Nuestra autocomplacencia no conoce límites. Más allá de los bellos discursos y la retórica ombligocéntrica, Occidente deja morir cada día a miles de personas sin que pase apenas nada. Nuestra incompetencia está matando a Haití, a Afganistán, a Somalia y a tantos otros. Es lógico que el resto del mundo nos odie. No sólo por nuestros vientres abultados por la codicia o por las guerras contra el terrorismo en las que todas las víctimas son civiles. Nos odian porque nuestra indiferencia coloca y financia a sus dictadores y les ayuda a perseverar sobre las espaldas de sus compatriotas. Pasa cada día y, siendo honestos, nos la suda.

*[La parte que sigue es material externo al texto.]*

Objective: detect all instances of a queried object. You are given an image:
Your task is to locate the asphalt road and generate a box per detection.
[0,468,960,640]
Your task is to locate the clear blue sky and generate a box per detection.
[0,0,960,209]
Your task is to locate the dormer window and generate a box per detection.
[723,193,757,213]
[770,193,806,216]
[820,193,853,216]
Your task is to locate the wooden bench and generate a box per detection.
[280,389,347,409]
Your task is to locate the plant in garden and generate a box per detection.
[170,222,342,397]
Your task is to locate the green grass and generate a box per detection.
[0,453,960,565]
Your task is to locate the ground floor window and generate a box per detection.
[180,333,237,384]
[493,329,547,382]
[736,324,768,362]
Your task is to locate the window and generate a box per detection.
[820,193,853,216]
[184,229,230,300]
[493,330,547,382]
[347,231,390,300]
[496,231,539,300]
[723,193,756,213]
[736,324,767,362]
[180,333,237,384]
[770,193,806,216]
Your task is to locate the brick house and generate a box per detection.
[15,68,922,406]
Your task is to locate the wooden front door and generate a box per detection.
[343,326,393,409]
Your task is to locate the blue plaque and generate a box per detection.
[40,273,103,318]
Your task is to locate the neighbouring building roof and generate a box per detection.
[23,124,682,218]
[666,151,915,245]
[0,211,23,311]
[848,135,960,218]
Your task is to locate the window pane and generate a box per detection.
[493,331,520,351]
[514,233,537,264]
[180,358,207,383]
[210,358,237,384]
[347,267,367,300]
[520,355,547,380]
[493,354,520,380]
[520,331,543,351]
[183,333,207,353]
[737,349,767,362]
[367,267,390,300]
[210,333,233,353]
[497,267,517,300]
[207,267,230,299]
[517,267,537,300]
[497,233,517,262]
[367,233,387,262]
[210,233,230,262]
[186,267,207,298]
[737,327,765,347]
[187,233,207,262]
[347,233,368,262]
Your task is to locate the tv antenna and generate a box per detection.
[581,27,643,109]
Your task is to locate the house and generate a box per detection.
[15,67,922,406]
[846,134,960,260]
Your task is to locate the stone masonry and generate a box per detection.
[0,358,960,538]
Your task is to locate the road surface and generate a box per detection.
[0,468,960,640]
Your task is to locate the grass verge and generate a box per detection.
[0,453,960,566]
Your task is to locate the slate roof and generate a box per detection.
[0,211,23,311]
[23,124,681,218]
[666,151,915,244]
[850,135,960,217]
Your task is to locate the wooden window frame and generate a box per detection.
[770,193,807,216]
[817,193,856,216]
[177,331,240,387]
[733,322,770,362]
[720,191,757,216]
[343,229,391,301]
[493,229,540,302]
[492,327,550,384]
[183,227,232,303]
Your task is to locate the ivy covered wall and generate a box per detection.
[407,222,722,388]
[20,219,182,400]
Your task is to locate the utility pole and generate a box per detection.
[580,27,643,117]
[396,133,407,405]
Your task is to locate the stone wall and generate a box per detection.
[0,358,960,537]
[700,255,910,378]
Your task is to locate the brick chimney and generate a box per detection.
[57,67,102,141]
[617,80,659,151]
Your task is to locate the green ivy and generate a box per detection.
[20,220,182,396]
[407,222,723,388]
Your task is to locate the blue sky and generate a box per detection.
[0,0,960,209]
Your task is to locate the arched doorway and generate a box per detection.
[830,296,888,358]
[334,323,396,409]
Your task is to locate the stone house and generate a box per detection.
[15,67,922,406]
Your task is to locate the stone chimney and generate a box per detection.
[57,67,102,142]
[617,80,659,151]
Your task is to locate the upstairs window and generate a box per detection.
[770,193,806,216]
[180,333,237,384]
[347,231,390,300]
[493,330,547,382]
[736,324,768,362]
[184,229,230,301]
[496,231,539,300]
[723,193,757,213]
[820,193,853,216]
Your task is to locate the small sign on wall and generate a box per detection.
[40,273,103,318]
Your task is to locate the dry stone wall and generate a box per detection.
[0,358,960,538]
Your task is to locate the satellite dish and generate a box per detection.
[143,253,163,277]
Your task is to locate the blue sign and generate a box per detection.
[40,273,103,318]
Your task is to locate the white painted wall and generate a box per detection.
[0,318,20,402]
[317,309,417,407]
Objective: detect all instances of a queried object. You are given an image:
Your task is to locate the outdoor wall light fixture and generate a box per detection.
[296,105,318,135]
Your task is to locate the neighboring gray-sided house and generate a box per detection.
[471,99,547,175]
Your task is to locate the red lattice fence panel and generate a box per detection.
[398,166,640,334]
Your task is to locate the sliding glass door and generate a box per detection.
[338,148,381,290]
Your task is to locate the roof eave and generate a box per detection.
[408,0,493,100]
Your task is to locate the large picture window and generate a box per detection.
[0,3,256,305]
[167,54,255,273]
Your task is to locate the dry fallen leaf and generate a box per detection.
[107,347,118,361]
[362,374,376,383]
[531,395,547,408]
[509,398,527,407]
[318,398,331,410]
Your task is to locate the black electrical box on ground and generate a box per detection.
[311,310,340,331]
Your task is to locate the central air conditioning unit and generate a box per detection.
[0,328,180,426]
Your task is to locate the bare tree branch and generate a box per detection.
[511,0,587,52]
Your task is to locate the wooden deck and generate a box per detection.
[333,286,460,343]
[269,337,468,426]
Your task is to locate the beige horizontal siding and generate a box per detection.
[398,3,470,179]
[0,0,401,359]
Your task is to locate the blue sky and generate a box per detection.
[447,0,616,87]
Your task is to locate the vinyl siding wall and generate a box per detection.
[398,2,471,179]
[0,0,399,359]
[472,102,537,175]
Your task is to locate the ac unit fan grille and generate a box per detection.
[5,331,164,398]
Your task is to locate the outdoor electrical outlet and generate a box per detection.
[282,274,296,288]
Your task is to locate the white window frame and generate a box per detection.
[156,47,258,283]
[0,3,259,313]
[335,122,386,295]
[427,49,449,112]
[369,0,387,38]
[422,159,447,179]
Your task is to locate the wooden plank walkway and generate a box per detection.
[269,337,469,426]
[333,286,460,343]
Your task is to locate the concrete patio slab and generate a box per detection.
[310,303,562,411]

Antes de que pase de largo el tren de la historia, tenemos diariamente ocasiones de redimirnos. Libia es una de ellas. En estos momentos, la revuelta contra el tirano terrorista Muammar al Gaddafi está a punto de ser derrotada por nuestra inacción. Los líderes occidentales parecen regodearse en sus discursiones interminables sobre cómo ayudar a los libios a liberarse, sin darse cuenta de que libios libres mueren cada día por culpa de nuestros intereses. No nos engañemos, Gaddafi es de los nuestros y por eso este teatrillo de condenar su dictadura sin combatirla nunca llegará a nada concreto. Pese a haber volado un avión lleno de occidentales sobre el cielo de Escocia no hace tantos años, Gaddafi ha sido rehabilitado y su petróleo y su dinero fluye a los bolsillos de Europa y Norteamérica. Por eso, la Unión Europea tiembla ante sus amenazas de cerrar el grifo del combustible y llenar el continente de "negros". Los que sí se han puesto manos a la obra son las demás dictaduras, como Siria y Argelia, que están decididas a poner armas y mercenarios en manos del tirano para ser luego recompensadas ampliamente.
Ahí está el error de Occidente: en lugar de ayudar a Gaddafi o a sus rivales, no están haciendo nada. No se ayuda directamente a los insurgentes de Bengasi para no enfadar del todo al dictador, pese a sacrificar esos principios de libertad, igualdad y fraternidad en los que tanto nos gusta envolvernos. No se ayuda a Gaddafi porque ahora no queda bien en cámara, aunque, con su silencio cómplice, Occidente nunca ha dejado de ser un aliado de hecho. Si tomasemos partido por fin, sea por el bando que sea, al menos podríamos aspirar a algo. A petroleo barato, a un régimen que nos deba su supervivencia o a la paz mental de dejar de ver morir personas al norte de África por culpa de nuestras armas. Sin embargo, como buena civilización en decadencia, preferimos esperar a ver a dónde llegaremos demasiado tarde. Nuestro silencio es cómplice y favorece sólo al mal. Es por eso que hoy, muchos occidentales caminamos con la cabeza gacha, cavilando lo poco que hemos tardado en convertirnos en el tercer mundo de la dignidad humana.